Claude Semal (photo © Michel Trihoreau)

Jour après jour, le carnet de route de Catherine Cour La soirée du dimanche commence, ainsi qu’il en est l’habitude, par l’annonce des récipiendaires du prix Jacques-Douai. Il s’agit d’Eve Griliquez, comédienne, productrice d’émission de radio et de télévision, de Noëlle Tartier, du « Limonaire », et le chanteur Claude Semal. La remise des prix se fera lundi, sur l’esplanade du château, après la projection d’un film consacré à Boby Lapointe.

Et place à la musique…

From & Ziel (photo © Chantal Bou-Hanna)

Je découvre le duo programmé le dimanche soir : From et Ziel.
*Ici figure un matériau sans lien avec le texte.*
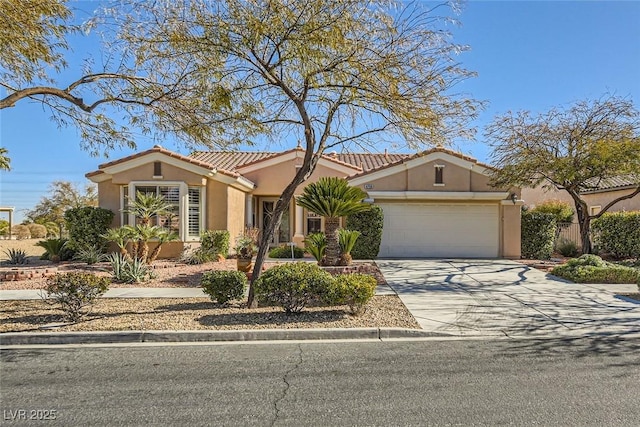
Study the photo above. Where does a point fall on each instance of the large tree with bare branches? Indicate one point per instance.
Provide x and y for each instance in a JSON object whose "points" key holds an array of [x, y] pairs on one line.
{"points": [[110, 99], [327, 73], [573, 150]]}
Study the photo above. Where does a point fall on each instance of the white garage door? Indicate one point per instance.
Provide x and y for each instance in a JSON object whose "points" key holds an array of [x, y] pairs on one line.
{"points": [[440, 230]]}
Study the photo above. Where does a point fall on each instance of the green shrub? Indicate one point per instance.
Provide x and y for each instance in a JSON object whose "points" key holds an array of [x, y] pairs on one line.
{"points": [[127, 270], [618, 233], [285, 252], [87, 225], [369, 224], [567, 248], [593, 269], [16, 256], [214, 242], [562, 211], [198, 256], [223, 286], [21, 231], [90, 255], [37, 231], [354, 290], [316, 245], [76, 292], [53, 248], [293, 286], [538, 233]]}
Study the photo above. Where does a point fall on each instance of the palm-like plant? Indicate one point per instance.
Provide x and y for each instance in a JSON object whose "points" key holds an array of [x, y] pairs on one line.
{"points": [[332, 198], [347, 240]]}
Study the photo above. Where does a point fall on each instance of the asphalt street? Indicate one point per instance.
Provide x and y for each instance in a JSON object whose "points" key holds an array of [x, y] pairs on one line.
{"points": [[568, 382]]}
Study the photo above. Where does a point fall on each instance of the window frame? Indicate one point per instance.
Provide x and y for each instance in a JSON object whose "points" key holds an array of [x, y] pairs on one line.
{"points": [[183, 205], [438, 179]]}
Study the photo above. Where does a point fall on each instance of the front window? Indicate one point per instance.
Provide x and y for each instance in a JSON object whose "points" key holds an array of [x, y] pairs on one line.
{"points": [[314, 223], [439, 178], [185, 215]]}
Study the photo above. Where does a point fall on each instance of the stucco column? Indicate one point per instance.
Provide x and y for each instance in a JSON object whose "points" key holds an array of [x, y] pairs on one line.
{"points": [[298, 237], [249, 211], [511, 229]]}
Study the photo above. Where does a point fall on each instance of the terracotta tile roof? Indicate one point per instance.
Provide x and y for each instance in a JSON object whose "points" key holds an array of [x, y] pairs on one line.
{"points": [[228, 162], [613, 183], [232, 160], [159, 149], [407, 157]]}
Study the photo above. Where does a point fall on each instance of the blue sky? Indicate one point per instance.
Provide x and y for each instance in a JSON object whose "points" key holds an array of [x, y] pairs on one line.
{"points": [[528, 56]]}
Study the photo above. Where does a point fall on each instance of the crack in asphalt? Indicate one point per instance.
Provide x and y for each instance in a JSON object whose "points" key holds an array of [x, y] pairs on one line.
{"points": [[287, 386]]}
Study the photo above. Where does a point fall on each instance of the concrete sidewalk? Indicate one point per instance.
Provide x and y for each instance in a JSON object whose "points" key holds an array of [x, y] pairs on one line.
{"points": [[27, 294], [506, 298]]}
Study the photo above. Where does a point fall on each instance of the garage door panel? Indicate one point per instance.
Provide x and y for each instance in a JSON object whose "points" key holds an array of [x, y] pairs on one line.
{"points": [[440, 230]]}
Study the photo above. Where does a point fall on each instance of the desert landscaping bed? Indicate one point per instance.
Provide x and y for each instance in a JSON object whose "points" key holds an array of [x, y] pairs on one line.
{"points": [[197, 314]]}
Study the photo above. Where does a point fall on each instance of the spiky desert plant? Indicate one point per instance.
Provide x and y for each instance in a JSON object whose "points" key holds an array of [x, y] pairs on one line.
{"points": [[332, 198]]}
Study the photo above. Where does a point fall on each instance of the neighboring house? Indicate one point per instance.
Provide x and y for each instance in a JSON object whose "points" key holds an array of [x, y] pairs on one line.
{"points": [[437, 203], [602, 193]]}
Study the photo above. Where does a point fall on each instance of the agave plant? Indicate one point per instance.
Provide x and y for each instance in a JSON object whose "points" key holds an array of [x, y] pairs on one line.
{"points": [[17, 256], [53, 248], [316, 245]]}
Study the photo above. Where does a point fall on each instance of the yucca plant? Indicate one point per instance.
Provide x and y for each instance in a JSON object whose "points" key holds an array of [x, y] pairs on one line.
{"points": [[316, 245], [332, 198], [120, 236], [163, 236], [53, 247], [17, 256], [347, 240]]}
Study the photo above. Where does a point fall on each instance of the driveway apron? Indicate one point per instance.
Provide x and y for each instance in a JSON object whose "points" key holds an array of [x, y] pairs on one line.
{"points": [[505, 298]]}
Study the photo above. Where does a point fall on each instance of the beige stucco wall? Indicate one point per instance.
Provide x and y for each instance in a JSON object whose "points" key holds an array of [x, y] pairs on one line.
{"points": [[271, 180], [109, 198], [511, 231], [422, 178], [145, 173], [236, 200], [216, 205]]}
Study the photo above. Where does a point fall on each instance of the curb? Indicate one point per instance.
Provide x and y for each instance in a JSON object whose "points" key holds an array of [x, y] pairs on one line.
{"points": [[114, 337]]}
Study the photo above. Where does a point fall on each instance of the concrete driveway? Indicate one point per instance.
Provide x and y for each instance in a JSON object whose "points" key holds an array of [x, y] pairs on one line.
{"points": [[505, 298]]}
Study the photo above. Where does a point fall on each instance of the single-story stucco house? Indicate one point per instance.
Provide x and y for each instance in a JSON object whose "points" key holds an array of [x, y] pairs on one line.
{"points": [[602, 193], [437, 203]]}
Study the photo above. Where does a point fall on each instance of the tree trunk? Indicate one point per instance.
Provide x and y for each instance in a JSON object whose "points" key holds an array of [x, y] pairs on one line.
{"points": [[584, 221], [308, 165], [331, 226]]}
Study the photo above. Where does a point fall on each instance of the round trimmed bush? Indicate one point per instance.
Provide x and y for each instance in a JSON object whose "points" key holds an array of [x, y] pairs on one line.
{"points": [[354, 290], [224, 286], [38, 231], [293, 286], [21, 231], [285, 252]]}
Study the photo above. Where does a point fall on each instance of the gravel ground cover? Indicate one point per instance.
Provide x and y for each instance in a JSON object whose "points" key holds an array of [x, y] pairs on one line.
{"points": [[111, 314], [197, 314]]}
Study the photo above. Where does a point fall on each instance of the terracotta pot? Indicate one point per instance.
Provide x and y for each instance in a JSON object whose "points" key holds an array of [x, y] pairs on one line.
{"points": [[244, 264]]}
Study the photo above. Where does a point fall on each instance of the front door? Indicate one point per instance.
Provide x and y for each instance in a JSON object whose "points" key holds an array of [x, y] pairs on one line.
{"points": [[283, 233]]}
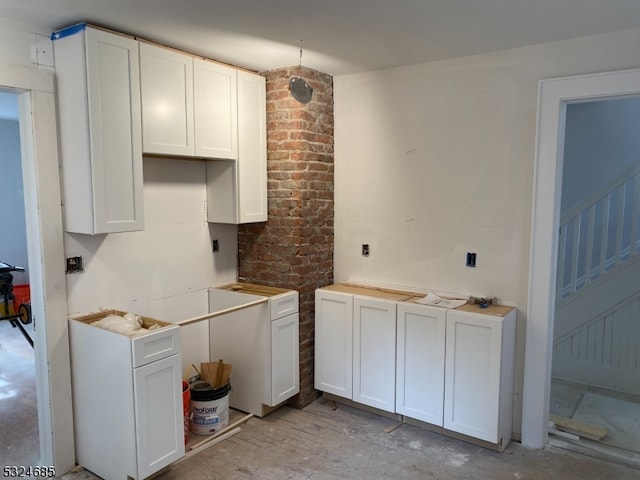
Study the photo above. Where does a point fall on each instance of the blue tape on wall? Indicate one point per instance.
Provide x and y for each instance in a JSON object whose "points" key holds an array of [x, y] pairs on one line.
{"points": [[67, 31]]}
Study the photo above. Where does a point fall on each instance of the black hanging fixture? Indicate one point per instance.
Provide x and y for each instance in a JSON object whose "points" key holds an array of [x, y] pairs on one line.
{"points": [[298, 86]]}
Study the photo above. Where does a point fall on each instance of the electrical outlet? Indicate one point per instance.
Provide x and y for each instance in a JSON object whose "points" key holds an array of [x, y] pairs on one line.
{"points": [[471, 259], [74, 265]]}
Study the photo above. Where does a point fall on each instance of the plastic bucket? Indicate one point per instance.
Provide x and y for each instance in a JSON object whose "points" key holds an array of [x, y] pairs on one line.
{"points": [[186, 408], [209, 408]]}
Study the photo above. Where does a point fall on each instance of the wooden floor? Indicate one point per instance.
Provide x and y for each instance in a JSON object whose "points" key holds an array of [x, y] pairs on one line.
{"points": [[320, 443]]}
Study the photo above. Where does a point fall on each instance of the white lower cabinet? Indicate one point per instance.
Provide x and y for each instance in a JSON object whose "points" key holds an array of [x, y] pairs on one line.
{"points": [[334, 343], [127, 399], [285, 362], [260, 341], [479, 375], [374, 352], [420, 364], [449, 368]]}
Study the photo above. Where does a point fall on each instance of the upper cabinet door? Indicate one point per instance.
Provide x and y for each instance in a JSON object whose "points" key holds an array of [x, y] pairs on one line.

Pianiste « classique » pour ce soir, j’ai entendu dire que Ziel maltraite parfois son instrument. Il ne va pas, comme le fait Manu Galure, jusqu’à y mettre le feu… mais là, il n’a pas osé ! Et il a montré une belle virtuosité, accompagnant au piano la voix cassée, éraillée de From. Pas Arno, mais presque… Un ensemble qui peut sembler surprenant entre le piano mélodieux et la voix râpeuse du chanteur, mais qui, finalement, s’harmonise fort bien. Ça commence pulsé, rythmé, dansant, scattant, tapant, martelant, jouant à la limite du slam, du battle de paroles à la Toulousaine.

Je dois : « Après minuit, je dois partir / Je dois partir / Après midi je dois dormir / Je dois Je dois dormir / Les autres jours je dois sortir / Je dois sortir… »

L’ascenseur : « Il y a des barbus, des baltringues, des bidasses dans des bordels / Des gars bizarres, des balafrés à oilpé en pleine bringue / Des gangs, des dingues, des tordus, des tarzans en tatane dans la savane / Des cramés, des timbrés / Il y a des rats d’égout / Des dégoûts, voyez-vous / Des speeds et des mous / Des moustiques et des poux, / Des bobos, des gogols / Des zoulous / Des hippies dans la boue / Des goss’ de partout / Sans tabou / De l’air dans les roues / Quand je m’assois, j’suis pas debout / Des rimes en « ou », c’est relou / Des piercings, des tatoos, des froufrous / T’as tout ou t’as rien. Tu te tais et t’attends, un point c’est tout. »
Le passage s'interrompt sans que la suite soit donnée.